Semburat senja perlahan mulai terlihat menghiasi kisi-kisi langit. Tepias senja memantul di permukaan air, membuat riaknya tampak berkilauan. Sinarnya menerpa sebagian permukaan kulit, menghangatkan siapa saja yang berada di dekatnya. Sementara itu, dari arah lain sekelompok burung yang tadinya terbang berkelompok mulai memisahkan diri, terbang merendah. Ingin kembali ke sarang mungkin.

Aku tersenyum tipis. Suasana yang menyenangkan.

"Diah?" Panggil seseorang pelan.
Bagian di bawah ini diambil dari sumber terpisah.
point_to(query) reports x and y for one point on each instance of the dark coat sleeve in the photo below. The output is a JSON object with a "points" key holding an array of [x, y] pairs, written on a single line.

Seperdetik kemudian, aku menoleh dan baru menyadari kalau sedari tadi aku sedang berada di tepi danau-yang tak jauh dari sekolah bersama seseorang.

"Eh? Maaf, Kak, Diah ngelamun," jawabku kaget.

Kak Rino tersenyum kecil. Pandangannya lurus. Sibuk mengamati keadaan sekeliling. Ia berdeham.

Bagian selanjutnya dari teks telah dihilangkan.